Já lá vão mais de 2500 anos. Um profeta também sem nome maravilhou-se com estes paradoxos e surgiu o livro do «segundo Isaías» – porque a sua inspiração lembrava a do profeta Isaías duzentos anos mais velho.

(Ao «segundo Isaías» se atribuem os capítulos 40-55 do Livro de Isaías; aceita-se ainda um «terceiro Isaías», ligeiramente posterior, autor dos capítulos 56-66, os últimos do Livro).

A 1ª leitura deste domingo não transmite a força do seu contexto (43, 16-44, 15), inspirador da espiritualidade do próprio Jesus Cristo e da cultura cristã. Poderia ser assim resumido:

«Assim fala o Senhor: Deixai de olhar para os tempos em que vos libertei de tantos inimigos – porque novas maravilhas vos esperam. Não as sentis a despontar? Vou encher o deserto de rios e caminhos – e tudo isto por causa do meu povo escolhido. Só dele é que receberei um verdadeiro louvor. Mas não julgues, ó meu povo, que consegues comprar o meu favor com o esplendor das tuas cerimónias ou com a riqueza das tuas ofertas. Querias fazer de mim o teu servo? A verdade é que eu me sinto como escravo, mas é perante os teus comportamentos perversos. Porém, não há ninguém como eu para esquecer e até apagar a memória da maldade. Não tenhas medo: o meu Espírito te acompanhará e à tua descendência, e com ele poderás fazer surgir uma nova terra, em que a justiça vença como rios que transformam o deserto».

Na religião judaica, pelo menos até ao tempo de Jesus, a ideia de «salvação» aplica-se à libertação de qualquer situação adversa, seja a doença e ameaça de morte, seja a guerra, a injustiça e outras situações de perigo. Implica a esperança numa intervenção divina que restaure a paz e a grandeza do «povo escolhido».

Contudo, não basta aclamar um salvador. Todos temos que enriquecer os projectos de salvação com as ideias e capacidades de cada qual.

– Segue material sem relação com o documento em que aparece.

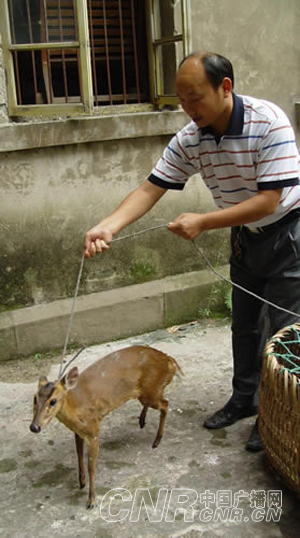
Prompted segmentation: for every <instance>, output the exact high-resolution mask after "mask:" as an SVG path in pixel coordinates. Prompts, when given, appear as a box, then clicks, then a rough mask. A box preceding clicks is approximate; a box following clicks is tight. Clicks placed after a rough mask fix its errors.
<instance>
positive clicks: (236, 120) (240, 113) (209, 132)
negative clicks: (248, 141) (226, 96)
mask: <svg viewBox="0 0 300 538" xmlns="http://www.w3.org/2000/svg"><path fill="white" fill-rule="evenodd" d="M232 97H233V108H232V113H231V116H230V120H229V124H228V127H227V129H226V131H225V133H224V135H240V134H242V132H243V127H244V104H243V101H242V99H241V98H240V97H238V96H237V95H235V93H233V92H232ZM201 131H202V134H208V133H210V134H212V135H214V136H215V133H214V131H213V129H212V127H211V126H210V125H207V127H204V128H203V129H201Z"/></svg>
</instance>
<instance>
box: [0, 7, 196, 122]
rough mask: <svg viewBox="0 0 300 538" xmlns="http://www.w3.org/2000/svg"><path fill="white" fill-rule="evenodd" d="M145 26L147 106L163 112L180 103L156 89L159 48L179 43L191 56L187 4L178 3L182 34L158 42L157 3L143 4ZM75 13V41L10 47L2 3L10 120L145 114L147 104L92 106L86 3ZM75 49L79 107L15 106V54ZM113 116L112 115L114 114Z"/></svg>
mask: <svg viewBox="0 0 300 538" xmlns="http://www.w3.org/2000/svg"><path fill="white" fill-rule="evenodd" d="M145 2H146V3H145V8H146V24H147V43H148V63H149V93H150V105H151V104H152V105H153V107H154V108H162V107H163V106H165V105H171V106H174V105H177V104H178V103H179V100H178V98H177V97H176V95H175V94H174V95H162V94H160V93H159V91H158V89H159V88H160V87H161V80H160V72H161V66H160V65H159V58H158V47H159V46H161V45H163V44H166V43H175V42H179V41H181V42H182V45H183V55H184V56H185V55H186V54H188V53H189V52H190V0H180V3H181V20H182V34H178V35H176V36H170V37H167V38H163V39H157V38H156V36H155V35H154V19H155V16H157V9H158V2H159V0H145ZM74 3H75V8H76V10H77V24H78V41H68V42H66V41H64V42H51V43H33V44H30V43H26V44H13V43H12V39H11V34H10V20H9V6H8V0H4V1H3V4H4V5H3V17H2V18H1V21H0V29H1V34H2V49H3V60H4V66H5V70H6V75H7V101H8V113H9V116H37V115H43V116H56V115H68V116H78V115H82V114H84V115H93V114H95V112H96V111H97V110H99V108H103V109H105V112H106V114H107V112H108V110H111V109H112V108H113V109H114V111H115V109H117V108H118V107H122V110H124V108H125V109H126V107H127V106H128V108H129V109H131V110H132V108H134V110H135V111H138V110H139V109H141V110H144V108H145V105H146V107H149V103H142V104H138V103H132V104H130V105H106V106H103V107H99V106H95V105H94V96H93V81H92V62H91V56H90V38H89V21H88V9H87V1H86V0H85V1H83V0H74ZM66 48H68V49H70V48H74V49H75V50H76V49H78V50H79V52H80V54H79V56H80V63H79V69H80V73H81V81H82V102H81V103H61V104H58V103H47V104H34V105H19V104H18V102H17V90H16V80H15V71H14V59H13V55H14V52H21V51H42V50H49V49H56V50H57V49H61V50H63V49H66ZM113 113H114V112H113Z"/></svg>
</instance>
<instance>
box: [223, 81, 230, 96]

Para tanto é preciso ter fé no projecto de salvação – um «leit motiv» do «Poeta desconhecido». Aliás, os relatos de milagres, como o de hoje, são manifestamente «construídos» para mostrar como a fé é essencial, ao mesmo tempo que sublinham a crença no carácter divino de Jesus e salientam como o «reino de Deus» se vai construindo com firmeza. A forma definitiva do «reino de Deus» é o fim do reino do mal. É o domínio da Paz. E Jesus combateu o mal, sabendo a importância dos pequenos gestos libertadores.

Está em causa a saúde integral – que também implica saber gerir o sofrimento e utilizá-lo para um estado de equilíbrio e de riqueza humana superiores. Mas o Homem não foi feito para o sofrimento. Jesus não dizia aos enfermos que tivessem paciência e esperassem pela «ressurreição»… Nem deixou partir o paralítico, depois de tanto trabalho e engenho para se aproximar e ser curado, só com a absolvição dos pecados…

A preocupação de Jesus pela saúde de cada indivíduo e de toda a sociedade, mesmo numa vida sujeita à morte, permite mais claramente afirmar que caminhamos para uma nova vida, onde a justiça ou perfeito equilíbrio, quer de cada pessoa, quer da sociedade no seu conjunto, formam o mundo das «coisas novas que já começam a aparecer, como rios a brotar do deserto» (1ª leitura).

Não consta que Jesus fizesse poemas. Mas apresentou-se como íntimo do «Poeta Desconhecido». Também entusiasmou filósofos, místicos, poetas e «gente simples». Porém, nem os próprios evangelistas se preocuparam com deixar dele um retrato convencional:  foram sobretudo sensíveis ao «poema escondido» na vida de Jesus.